Dialog diselenggarakan oleh Suno Zo’aya Foundation bekerja sama dengan kaum muda BKPN Jemaat Jakarta, PT Inko Dmentec Indonesia, Nafulu Bawömataluo Diaspora, dan Bravely Foundation. Momen ini menjadi perayaan atas repatriasi rekaman budaya Nias yang dibuat oleh etnomusikolog Belanda, Jaap Kunst, pada tahun 1930 di Pulau Nias.

Setelah tersimpan selama lebih dari 90 tahun di arsip Universitas Amsterdam, rekaman suara dan dokumentasi budaya itu kini dikembalikan secara simbolis kepada masyarakat sumber, baik di kampung halaman maupun di kalangan diaspora.

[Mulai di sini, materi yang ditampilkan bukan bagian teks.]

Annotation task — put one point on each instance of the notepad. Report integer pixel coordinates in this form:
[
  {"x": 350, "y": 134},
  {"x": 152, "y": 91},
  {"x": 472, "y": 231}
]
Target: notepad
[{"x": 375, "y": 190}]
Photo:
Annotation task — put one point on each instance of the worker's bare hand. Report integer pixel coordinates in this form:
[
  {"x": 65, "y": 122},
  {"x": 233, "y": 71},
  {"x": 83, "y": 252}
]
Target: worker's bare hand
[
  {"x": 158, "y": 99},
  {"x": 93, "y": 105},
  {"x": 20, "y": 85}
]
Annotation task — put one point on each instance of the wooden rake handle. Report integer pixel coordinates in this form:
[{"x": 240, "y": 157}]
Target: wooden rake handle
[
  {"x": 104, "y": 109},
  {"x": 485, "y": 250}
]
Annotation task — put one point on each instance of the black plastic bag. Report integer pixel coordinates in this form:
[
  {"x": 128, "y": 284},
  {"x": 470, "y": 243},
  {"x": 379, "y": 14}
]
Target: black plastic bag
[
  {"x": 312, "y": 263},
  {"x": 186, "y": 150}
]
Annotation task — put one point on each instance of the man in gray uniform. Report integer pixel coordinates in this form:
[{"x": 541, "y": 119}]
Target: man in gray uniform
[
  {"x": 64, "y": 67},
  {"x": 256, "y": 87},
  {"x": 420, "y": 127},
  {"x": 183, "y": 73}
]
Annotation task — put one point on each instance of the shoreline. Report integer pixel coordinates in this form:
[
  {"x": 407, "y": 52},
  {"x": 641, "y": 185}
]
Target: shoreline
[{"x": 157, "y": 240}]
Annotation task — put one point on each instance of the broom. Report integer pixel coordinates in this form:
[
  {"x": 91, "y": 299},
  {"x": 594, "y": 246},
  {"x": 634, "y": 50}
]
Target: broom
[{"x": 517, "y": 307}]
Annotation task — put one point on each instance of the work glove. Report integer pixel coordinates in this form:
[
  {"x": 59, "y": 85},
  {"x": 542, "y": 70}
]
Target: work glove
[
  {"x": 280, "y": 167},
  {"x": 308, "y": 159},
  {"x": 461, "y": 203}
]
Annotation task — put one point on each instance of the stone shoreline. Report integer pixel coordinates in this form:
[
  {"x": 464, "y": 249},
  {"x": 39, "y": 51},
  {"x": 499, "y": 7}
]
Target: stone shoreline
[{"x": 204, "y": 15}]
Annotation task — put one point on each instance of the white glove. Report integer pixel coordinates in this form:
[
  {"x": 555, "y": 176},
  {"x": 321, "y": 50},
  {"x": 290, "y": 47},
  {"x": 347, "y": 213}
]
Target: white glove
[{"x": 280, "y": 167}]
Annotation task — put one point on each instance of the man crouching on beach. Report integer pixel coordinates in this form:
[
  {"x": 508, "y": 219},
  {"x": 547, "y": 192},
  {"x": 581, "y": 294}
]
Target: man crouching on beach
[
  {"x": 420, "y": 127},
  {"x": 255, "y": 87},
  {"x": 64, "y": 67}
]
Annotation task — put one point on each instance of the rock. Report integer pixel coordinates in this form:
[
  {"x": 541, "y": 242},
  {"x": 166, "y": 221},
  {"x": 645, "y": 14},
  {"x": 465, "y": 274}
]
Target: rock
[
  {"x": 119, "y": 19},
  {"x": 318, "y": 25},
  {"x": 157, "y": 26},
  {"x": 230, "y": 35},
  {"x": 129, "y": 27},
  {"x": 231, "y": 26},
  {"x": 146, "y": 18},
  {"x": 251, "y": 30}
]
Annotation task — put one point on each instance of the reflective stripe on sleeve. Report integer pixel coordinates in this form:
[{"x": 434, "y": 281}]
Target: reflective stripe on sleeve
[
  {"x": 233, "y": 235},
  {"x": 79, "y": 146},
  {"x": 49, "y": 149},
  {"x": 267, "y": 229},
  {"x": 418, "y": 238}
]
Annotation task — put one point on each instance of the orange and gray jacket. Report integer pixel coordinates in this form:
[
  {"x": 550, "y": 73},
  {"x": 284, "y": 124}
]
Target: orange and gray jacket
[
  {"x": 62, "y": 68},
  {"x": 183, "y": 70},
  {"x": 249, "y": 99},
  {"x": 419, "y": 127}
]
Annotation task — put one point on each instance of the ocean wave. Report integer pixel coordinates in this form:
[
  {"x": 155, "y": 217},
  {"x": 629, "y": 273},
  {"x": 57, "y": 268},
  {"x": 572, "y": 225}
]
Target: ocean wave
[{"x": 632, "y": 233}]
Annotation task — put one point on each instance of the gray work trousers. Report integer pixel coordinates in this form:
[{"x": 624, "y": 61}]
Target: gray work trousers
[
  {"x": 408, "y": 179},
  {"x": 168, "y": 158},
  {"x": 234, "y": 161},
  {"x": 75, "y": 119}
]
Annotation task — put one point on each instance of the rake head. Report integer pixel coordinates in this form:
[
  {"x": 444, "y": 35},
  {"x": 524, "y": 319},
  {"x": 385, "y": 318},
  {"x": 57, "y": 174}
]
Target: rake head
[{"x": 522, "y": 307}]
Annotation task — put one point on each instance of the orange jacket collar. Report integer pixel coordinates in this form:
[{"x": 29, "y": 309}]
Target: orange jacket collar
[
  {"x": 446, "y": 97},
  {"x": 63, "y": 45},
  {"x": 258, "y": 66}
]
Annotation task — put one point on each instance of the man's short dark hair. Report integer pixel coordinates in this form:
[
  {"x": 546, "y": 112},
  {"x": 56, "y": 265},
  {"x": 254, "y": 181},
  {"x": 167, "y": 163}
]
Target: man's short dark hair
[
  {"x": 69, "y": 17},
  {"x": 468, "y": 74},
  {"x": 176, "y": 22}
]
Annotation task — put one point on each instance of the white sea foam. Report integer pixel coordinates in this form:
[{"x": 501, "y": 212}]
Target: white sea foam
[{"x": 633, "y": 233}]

Inisiatif lintas benua ini digagas oleh Doni Kristian Dachi, pegiat sejarah asal Nias Selatan, bersama Dr. Barbara Titus, kurator koleksi Jaap Kunst dan Associate Professor di Universiteit van Amsterdam.

Menyimak Suara yang Nyaris Terlupakan

Acara dimulai dengan pemutaran rekaman hoho, nyanyian naratif bersahutan khas Nias. Suara-suara ini direkam Jaap Kunst saat ekspedisinya ke 13 desa di Nias pada 1930. Pemutaran disertai dokumentasi visual dan foto-foto lapangan dari masa kolonial.

“Ketika suara leluhur kami terdengar kembali, itu bukan sekadar nostalgia,” ujar Doni. “Itu adalah pengakuan atas identitas dan ikatan batin yang selama ini tercerai oleh jarak dan waktu.”

Barbara Titus menambahkan, repatriasi bukan sekadar pemindahan file digital. “Ini adalah pengembalian rasa memiliki, dan hak mengelola warisan budaya kepada komunitas sumber,” katanya. Sebelum tiba di Jakarta, Barbara telah menyerahkan salinan arsip ke tujuh desa di Nias Selatan, termasuk Hilisimaetanö, Bawömataluo, dan Tetegewö.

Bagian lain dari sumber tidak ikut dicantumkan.